Microarray technology utilizes nucleic acid hybridization
techniques and computing technology to evaluate the mRNA expression
profile of thousands of genes within a single experiment. (see,
e.g., WO 01/75166 published Oct. 11, 2001; (see, for example, U.S.
Pat. No. 5,700,637, U.S. Pat. No. 5,445,934, and U.S. Pat. No.
5,807,522, Lockart, Nature Biotechnology, 14:1675-1680 (1996);
Cheung, V. G. et al., Nature Genetics 21(Suppl):15-19 (1999) for a
discussion of array fabrication). DNA microarrays are miniature
arrays containing gene fragments that are either synthesized
directly onto or spotted onto glass or other substrates. Thousands
of genes are usually represented in a single array. A typical
microarray experiment involves the following steps: 1) preparation
of fluorescently labeled target from RNA isolated from the sample,
2) hybridization of the labeled target to the microarray, 3)
washing, staining, and scanning of the array, 4) analysis of the
scanned image and 5) generation of gene expression profiles.

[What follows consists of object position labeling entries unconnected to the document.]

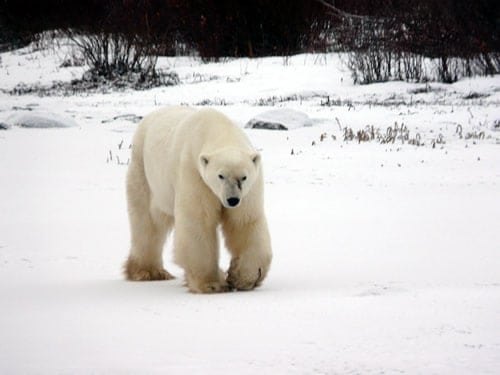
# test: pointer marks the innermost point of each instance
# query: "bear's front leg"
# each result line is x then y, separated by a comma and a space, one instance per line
250, 247
196, 249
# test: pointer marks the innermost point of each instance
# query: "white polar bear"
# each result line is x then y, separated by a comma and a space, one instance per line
193, 171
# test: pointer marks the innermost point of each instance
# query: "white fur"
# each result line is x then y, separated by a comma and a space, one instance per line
188, 169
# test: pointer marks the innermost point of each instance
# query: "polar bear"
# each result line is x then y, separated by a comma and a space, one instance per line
193, 171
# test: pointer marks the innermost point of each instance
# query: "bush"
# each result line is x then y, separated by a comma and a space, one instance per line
110, 55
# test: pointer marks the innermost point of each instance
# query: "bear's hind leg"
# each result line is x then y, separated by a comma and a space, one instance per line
149, 229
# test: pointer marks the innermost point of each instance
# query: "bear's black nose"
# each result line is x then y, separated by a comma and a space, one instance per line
233, 202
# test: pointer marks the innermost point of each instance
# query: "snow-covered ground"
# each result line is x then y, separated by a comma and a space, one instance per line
386, 256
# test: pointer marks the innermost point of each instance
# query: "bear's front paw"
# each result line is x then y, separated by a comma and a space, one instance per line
246, 274
135, 272
208, 286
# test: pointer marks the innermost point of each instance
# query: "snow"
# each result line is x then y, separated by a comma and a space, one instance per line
38, 119
386, 256
279, 119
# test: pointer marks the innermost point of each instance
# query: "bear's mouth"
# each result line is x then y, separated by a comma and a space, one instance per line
232, 202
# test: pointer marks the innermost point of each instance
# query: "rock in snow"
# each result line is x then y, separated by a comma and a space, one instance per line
279, 119
38, 119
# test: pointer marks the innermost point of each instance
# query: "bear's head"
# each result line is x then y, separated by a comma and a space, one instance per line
230, 174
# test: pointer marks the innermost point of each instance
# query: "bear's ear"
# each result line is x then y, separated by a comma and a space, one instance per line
204, 160
255, 158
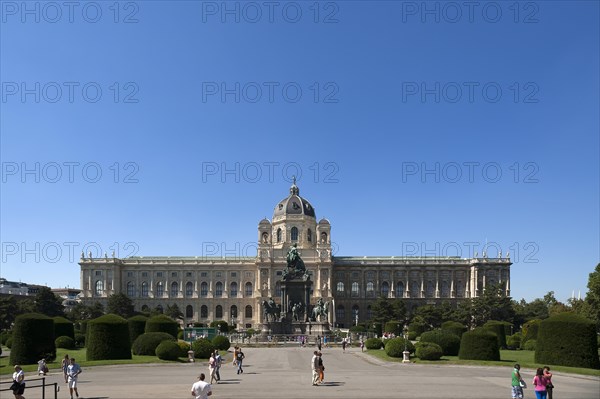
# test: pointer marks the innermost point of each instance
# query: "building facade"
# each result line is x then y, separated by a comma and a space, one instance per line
234, 288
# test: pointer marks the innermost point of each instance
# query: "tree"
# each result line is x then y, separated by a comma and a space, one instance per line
47, 303
121, 305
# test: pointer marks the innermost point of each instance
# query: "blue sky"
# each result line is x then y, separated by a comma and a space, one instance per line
416, 128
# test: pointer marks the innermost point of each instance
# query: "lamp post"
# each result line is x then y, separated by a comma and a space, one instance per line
406, 353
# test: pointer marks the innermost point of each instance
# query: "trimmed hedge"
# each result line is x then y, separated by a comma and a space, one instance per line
498, 328
202, 348
374, 343
63, 327
137, 326
567, 339
221, 343
65, 342
32, 339
448, 341
162, 323
454, 327
395, 346
147, 343
108, 338
530, 330
168, 350
479, 344
429, 351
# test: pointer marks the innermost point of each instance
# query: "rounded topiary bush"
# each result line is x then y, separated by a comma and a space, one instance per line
395, 346
498, 328
479, 344
221, 343
374, 343
147, 343
454, 327
567, 339
448, 341
108, 338
429, 351
137, 326
168, 350
202, 348
162, 323
529, 331
65, 342
63, 327
32, 339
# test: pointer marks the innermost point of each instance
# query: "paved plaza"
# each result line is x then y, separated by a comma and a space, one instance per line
285, 373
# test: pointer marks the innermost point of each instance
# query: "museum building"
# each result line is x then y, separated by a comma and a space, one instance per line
234, 289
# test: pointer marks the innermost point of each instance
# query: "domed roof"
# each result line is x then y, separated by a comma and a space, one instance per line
294, 204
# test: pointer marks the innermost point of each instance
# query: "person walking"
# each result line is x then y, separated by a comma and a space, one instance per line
73, 371
201, 389
539, 384
517, 389
314, 365
64, 365
18, 386
550, 385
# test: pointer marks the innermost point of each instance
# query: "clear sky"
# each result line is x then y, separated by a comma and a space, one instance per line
157, 128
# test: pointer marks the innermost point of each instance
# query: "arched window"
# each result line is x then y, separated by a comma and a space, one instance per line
130, 289
355, 289
385, 289
399, 289
99, 288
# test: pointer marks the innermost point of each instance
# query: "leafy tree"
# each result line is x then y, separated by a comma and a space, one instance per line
121, 305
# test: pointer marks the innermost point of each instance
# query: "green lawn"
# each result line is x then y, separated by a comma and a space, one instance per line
507, 359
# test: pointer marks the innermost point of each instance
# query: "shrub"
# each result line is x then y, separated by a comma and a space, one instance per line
530, 330
567, 339
530, 345
373, 343
448, 341
147, 343
429, 350
395, 346
168, 350
65, 342
221, 343
80, 339
162, 323
479, 344
498, 328
137, 326
454, 327
32, 339
202, 348
108, 338
63, 327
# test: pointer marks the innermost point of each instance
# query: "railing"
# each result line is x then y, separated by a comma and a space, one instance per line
29, 386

Currently two main types of DNA microarrays are being used:
oligonucleotide (usually 25 to 70 mers) arrays and gene expression
arrays containing PCR products prepared from cDNAs. In forming an
array, oligonucleotides can be either prefabricated and spotted to
the surface or directly synthesized on to the surface (in
situ).
[0245] The Affymetrix GeneChip.RTM. system is a commercially
available microarray system which comprises arrays fabricated by
direct synthesis of oligonucleotides on a glass surface. Probe/Gene
Arrays: Oligonucleotides, usually 25 mers, are directly synthesized
onto a glass wafer by a combination of semiconductor-based
photolithography and solid phase chemical synthesis technologies.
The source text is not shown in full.